I must make a noise or something, or maybe Sarah just feels me looking at her, because she turns abruptly, looking almost startled. I give her a reassuring smile and move toward her with her drink.

“Hot toddy,” I tell her as she takes it out of my hand. “Good choice?”

She smiles, hesitant, or maybe still sad. “Good choice.”

Carefully she sips at the drink and then makes a face, but I can tell the grimace is because the toddy is hot and not because she doesn’t like it. “Cinnamon,” she says. “Nice touch.”

“I’m glad you like it.” Without asking permission, I sit down next to her on the couch and stretch an arm out along the back of it, my fingers only a couple of inches from her shoulder. I sample the drink; it’s hot but tasty, and the heat and the liquor feel good sliding down.

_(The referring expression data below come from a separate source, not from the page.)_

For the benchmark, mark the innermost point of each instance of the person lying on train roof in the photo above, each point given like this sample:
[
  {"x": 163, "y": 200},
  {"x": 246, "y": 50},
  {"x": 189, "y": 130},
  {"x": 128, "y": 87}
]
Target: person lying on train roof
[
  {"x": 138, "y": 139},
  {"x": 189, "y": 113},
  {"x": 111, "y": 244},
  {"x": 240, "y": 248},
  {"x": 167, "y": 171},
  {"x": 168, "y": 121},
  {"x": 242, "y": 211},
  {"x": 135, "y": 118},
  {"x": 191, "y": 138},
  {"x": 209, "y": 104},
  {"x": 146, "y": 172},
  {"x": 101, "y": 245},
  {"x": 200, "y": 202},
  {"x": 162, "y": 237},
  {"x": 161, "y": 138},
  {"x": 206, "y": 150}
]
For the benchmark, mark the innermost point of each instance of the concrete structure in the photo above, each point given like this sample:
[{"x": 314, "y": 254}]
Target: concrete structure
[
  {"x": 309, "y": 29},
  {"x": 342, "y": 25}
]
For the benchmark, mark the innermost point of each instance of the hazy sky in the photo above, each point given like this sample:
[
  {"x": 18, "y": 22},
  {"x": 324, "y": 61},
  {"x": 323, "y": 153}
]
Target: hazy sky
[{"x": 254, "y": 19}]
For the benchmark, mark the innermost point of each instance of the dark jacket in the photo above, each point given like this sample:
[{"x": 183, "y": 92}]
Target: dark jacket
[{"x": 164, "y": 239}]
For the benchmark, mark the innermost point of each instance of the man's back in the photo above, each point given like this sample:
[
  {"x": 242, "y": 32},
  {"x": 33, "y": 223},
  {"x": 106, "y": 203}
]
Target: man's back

For a few minutes we just sit quietly, sipping our drinks and not quite looking at each other. It’s awkward, but that’s all right. It’s a start.

Finally I set my drink down on the end table and ask her the question that’s been bugging the hell out of me since even before we met at that party. “How did you end up with Sal, anyway?”

She tenses, and I regret breaking the quiet mood, awkward or not. With a small shake of her head, she says, “I don’t want to talk about it.”

I nod. I get that. “Okay. But if I know what he’s holding over your head, it might be easier for me to help you.”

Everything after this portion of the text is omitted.